Tuesday 5, December
What is going on at Berlin Tegel? 55 security staff fired following police inspection
The large fight which broke out between some of the different refugee groups housed at Tegel arrival centre was already evidence of underlying problems at the facility, but the further details now emerging paint a worrying picture.
Last week, following the incident, some Kurdish refugees were moved to a different living area which was in a terrible condition: Flooded dirty tents left without heating in sub-zero temperatures. While theLAF (State Office for Refugee Affairs) wrote on twitter that the pipes were frozen and a cleaning crew had called in sick, Kurdish refugees housed at the centre complained of a pattern of behaviour and a clear a political bias against Kurdish refugees by the security staff. And now, there is a further drama at the centre, with 55 of these security personnel having their employment contracts terminated immediately following a police inspection.

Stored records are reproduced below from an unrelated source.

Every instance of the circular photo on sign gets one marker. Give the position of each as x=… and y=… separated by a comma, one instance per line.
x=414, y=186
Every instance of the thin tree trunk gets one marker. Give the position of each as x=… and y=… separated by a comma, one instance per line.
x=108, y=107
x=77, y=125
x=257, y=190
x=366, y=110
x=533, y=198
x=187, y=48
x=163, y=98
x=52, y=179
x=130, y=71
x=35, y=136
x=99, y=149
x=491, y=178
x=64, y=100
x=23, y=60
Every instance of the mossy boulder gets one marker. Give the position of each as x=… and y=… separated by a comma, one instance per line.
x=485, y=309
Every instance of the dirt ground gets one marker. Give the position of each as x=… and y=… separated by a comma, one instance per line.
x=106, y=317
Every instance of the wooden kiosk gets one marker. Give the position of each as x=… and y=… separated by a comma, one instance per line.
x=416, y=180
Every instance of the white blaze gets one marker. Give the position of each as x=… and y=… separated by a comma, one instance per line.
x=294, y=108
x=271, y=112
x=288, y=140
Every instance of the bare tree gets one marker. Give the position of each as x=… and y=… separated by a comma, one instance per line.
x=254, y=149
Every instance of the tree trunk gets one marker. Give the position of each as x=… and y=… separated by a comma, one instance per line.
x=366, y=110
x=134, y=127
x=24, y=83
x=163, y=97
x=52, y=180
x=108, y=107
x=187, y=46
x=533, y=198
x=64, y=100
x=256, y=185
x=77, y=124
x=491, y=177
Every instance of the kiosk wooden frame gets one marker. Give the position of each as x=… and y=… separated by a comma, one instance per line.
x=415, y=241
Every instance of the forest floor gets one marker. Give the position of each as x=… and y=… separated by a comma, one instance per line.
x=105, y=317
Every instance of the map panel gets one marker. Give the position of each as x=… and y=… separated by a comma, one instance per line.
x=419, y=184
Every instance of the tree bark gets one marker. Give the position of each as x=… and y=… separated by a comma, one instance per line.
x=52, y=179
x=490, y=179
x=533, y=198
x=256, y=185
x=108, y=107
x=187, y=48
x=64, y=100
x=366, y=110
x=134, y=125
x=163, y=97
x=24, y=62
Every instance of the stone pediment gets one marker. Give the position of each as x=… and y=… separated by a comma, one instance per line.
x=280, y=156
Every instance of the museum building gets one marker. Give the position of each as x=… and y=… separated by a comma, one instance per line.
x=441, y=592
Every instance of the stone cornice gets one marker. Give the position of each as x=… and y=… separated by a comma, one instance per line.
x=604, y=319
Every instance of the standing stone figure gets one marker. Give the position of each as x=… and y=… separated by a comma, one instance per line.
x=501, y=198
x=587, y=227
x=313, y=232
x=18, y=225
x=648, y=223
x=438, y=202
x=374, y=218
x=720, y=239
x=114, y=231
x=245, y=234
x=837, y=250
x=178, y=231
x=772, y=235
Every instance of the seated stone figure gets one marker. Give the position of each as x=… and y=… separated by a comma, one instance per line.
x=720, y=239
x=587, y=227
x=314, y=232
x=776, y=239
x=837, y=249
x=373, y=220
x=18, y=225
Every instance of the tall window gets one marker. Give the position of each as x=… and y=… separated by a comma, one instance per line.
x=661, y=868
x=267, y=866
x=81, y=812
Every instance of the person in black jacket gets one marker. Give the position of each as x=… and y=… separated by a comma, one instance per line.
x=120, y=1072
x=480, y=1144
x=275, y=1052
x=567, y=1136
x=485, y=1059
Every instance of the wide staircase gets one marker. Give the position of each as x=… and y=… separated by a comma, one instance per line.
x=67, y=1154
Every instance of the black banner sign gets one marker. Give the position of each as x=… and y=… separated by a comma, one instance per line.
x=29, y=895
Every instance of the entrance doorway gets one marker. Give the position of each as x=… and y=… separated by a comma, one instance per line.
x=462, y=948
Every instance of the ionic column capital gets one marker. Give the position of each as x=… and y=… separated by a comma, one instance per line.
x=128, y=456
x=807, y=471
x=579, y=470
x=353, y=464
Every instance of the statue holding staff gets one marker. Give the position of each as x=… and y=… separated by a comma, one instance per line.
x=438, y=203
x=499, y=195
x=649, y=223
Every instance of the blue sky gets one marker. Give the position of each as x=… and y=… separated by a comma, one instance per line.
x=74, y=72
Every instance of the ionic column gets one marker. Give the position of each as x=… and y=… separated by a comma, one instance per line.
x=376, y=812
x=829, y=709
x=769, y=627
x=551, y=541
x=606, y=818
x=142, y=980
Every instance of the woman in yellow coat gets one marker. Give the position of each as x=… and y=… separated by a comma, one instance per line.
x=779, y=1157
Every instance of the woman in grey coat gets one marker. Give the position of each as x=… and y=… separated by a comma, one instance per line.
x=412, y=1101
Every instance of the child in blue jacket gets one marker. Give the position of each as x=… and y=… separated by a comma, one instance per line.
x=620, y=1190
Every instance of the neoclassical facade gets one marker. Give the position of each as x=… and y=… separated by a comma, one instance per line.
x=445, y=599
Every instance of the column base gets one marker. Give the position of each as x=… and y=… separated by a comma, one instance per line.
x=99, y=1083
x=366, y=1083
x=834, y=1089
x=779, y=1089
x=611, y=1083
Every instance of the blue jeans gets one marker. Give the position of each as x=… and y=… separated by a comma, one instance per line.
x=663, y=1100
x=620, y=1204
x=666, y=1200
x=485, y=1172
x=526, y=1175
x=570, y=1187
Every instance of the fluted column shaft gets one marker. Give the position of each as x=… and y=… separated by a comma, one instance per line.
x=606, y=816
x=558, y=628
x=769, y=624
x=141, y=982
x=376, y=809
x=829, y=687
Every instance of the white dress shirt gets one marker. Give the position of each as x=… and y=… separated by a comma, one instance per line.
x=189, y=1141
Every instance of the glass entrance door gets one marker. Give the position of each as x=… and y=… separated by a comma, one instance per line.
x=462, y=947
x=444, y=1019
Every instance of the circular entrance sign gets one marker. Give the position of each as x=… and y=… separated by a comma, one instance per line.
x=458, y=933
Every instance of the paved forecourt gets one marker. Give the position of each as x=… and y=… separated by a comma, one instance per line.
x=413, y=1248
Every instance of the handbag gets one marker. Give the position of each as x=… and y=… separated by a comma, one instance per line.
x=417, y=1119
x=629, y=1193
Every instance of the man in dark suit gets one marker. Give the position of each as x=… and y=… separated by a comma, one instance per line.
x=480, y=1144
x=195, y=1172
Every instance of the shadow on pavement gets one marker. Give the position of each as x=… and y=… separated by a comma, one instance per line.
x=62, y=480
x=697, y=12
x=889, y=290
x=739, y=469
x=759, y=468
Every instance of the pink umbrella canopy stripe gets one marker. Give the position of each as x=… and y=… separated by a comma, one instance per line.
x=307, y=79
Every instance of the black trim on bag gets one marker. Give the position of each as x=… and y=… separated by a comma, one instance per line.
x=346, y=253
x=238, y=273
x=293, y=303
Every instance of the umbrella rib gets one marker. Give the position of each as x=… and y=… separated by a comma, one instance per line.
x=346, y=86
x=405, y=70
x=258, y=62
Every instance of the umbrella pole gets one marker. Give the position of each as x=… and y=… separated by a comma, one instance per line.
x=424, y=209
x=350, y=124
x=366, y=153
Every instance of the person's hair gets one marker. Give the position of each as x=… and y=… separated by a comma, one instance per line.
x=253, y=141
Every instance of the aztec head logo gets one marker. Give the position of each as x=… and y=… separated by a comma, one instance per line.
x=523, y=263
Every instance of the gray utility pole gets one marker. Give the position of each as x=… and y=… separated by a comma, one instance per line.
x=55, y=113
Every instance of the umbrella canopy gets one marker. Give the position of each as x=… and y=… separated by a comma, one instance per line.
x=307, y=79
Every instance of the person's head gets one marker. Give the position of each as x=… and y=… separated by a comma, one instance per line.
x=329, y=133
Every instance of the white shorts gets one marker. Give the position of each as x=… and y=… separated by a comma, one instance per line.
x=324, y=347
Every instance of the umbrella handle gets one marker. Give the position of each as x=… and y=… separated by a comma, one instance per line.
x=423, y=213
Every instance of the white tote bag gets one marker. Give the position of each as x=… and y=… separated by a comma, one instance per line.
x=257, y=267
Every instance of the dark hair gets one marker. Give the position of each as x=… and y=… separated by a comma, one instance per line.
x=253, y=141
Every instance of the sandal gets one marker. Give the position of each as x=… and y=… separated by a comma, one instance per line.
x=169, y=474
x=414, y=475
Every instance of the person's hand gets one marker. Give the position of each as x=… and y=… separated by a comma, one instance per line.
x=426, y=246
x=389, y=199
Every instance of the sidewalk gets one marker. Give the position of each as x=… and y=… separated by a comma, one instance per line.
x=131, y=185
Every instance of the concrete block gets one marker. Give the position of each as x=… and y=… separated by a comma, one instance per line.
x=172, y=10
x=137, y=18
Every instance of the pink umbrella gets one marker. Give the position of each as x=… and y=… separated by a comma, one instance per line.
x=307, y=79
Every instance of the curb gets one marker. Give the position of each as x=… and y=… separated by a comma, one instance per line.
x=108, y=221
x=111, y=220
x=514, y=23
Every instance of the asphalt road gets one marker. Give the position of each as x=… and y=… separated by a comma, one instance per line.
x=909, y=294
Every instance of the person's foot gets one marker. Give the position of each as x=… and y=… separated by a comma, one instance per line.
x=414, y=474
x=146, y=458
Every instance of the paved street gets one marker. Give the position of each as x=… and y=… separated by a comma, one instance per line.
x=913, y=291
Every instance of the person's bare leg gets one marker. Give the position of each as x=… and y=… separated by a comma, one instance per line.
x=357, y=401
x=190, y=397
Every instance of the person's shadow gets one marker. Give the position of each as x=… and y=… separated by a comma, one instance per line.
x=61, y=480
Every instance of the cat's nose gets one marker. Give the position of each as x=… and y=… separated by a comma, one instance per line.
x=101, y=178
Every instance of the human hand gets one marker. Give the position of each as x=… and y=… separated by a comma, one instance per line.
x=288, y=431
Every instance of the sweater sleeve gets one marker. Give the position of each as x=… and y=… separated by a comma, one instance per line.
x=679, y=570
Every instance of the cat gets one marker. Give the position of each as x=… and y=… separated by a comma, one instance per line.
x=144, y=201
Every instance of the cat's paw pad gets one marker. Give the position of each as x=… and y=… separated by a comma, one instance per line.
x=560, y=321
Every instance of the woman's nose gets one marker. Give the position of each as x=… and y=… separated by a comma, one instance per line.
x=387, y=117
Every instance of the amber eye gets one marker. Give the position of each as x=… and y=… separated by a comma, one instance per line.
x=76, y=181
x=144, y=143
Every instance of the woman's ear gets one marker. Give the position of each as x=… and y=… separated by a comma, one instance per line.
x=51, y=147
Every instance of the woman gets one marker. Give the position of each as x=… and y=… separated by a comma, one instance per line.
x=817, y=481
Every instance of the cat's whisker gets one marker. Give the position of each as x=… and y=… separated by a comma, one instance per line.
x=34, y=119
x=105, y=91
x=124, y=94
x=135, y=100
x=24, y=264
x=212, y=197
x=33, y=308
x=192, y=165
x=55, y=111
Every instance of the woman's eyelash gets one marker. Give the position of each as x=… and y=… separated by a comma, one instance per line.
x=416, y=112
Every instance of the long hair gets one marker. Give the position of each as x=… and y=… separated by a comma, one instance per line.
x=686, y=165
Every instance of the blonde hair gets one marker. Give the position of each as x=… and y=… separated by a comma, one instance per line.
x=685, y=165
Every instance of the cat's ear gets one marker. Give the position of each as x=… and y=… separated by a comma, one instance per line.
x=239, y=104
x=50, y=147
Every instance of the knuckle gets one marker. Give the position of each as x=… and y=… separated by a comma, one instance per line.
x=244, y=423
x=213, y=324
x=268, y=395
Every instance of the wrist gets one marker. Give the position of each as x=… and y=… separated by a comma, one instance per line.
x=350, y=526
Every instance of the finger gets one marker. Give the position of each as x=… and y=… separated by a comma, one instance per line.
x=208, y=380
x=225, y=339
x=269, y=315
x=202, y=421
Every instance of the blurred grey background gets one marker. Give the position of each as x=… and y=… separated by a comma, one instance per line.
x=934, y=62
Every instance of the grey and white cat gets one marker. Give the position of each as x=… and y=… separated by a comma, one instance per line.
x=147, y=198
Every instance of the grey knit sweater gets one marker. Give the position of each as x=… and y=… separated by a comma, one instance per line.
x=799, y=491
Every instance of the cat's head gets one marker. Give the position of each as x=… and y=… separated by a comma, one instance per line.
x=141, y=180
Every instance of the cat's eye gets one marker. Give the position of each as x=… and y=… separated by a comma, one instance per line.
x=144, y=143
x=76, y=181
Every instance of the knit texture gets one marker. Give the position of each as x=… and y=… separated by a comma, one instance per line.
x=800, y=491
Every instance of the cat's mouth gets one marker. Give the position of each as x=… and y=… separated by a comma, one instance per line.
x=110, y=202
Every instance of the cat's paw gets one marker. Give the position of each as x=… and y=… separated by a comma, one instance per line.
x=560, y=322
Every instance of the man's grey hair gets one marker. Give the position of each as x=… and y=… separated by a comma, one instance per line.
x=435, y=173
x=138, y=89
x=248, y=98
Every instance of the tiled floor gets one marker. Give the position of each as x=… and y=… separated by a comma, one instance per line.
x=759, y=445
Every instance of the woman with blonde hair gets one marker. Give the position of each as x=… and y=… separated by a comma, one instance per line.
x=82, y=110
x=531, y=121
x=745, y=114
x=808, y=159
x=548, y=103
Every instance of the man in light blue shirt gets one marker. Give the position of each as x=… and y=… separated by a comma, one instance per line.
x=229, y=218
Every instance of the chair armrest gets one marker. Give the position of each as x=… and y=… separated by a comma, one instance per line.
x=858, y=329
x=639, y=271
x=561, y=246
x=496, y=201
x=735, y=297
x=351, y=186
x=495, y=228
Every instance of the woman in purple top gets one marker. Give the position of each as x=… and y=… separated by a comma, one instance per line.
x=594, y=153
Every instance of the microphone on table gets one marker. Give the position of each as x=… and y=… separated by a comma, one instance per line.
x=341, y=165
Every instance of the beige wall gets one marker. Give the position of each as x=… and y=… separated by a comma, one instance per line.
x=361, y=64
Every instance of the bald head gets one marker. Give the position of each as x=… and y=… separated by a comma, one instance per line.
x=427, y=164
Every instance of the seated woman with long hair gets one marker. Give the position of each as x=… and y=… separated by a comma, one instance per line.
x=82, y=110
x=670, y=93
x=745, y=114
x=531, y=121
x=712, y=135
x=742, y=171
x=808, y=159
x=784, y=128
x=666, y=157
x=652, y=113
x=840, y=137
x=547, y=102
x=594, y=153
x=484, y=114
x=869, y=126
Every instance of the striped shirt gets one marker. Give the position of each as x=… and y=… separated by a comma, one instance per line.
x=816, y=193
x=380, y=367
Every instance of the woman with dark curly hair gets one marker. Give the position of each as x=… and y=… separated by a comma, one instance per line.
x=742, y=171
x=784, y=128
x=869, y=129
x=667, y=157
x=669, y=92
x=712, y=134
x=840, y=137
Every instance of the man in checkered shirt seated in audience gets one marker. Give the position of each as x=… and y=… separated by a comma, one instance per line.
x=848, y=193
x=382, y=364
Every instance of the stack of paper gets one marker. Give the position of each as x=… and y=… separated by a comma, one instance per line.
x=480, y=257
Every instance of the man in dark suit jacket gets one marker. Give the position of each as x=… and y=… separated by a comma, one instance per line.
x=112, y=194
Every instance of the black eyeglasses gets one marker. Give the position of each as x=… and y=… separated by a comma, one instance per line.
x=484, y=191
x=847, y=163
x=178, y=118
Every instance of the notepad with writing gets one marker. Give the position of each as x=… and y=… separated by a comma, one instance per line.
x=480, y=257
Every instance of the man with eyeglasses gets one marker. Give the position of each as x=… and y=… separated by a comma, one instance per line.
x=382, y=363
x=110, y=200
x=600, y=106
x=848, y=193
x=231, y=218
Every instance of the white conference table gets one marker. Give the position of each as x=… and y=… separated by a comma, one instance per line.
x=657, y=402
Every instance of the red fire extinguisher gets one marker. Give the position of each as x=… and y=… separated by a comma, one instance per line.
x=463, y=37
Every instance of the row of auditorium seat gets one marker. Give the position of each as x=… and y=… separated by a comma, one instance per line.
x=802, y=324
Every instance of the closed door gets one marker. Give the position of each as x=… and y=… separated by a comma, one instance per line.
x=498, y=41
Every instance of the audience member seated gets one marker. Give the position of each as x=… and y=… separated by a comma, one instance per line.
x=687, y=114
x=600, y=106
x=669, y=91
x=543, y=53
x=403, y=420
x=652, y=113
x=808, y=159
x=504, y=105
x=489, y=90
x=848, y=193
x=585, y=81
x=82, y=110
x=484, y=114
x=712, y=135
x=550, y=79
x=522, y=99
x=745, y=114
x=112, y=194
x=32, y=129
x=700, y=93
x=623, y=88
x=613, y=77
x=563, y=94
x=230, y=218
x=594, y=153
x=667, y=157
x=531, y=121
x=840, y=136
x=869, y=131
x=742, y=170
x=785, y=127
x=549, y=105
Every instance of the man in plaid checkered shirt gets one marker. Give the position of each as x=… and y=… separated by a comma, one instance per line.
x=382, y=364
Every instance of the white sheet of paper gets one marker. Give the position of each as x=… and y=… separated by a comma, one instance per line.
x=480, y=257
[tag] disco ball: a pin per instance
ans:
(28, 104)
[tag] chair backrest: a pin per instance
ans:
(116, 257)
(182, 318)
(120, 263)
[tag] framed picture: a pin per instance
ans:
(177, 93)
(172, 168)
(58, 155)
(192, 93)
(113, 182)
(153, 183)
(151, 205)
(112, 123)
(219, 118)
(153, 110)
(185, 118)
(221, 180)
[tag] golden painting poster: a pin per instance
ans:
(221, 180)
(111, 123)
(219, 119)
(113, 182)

The police operation at Tegel arrival centre began at 20:15 Sunday evening and lasted until 2:00 on Monday morning, with 183 staff from private security firms undergoing inspection. As a result of these checks, 55 staff members were immediately dismissed, and 87 investigations were begun into violations of security operations. While spokesperson for the LAF, Sascha Langenbach spoke of a “routine check” this was a clear sign of a major breakdown. Kurdish refugees have repeatedly spoken of a police bias from among the security staff – with two staff members who were fired after the brawl last week said to have made “anti-Kurdish” remarks.
Speaking with Exberliner, Ferat Koçak (DIE LINKE), spokesperson for climate, refugee and anti-fascist politics is calling Berlin to institute a new process of hiring to security staff at such facilities, with questions being asked as part of the that process to ensure the political neutrality of all staff, alongside standard workshops to combat racism and sexism. Concerns about the behaviour of security services at the facility is not new. Back in September, 130 female Ukrainian refugees wrote an open letter complaining of inhumane treatment and physical violence from the staff.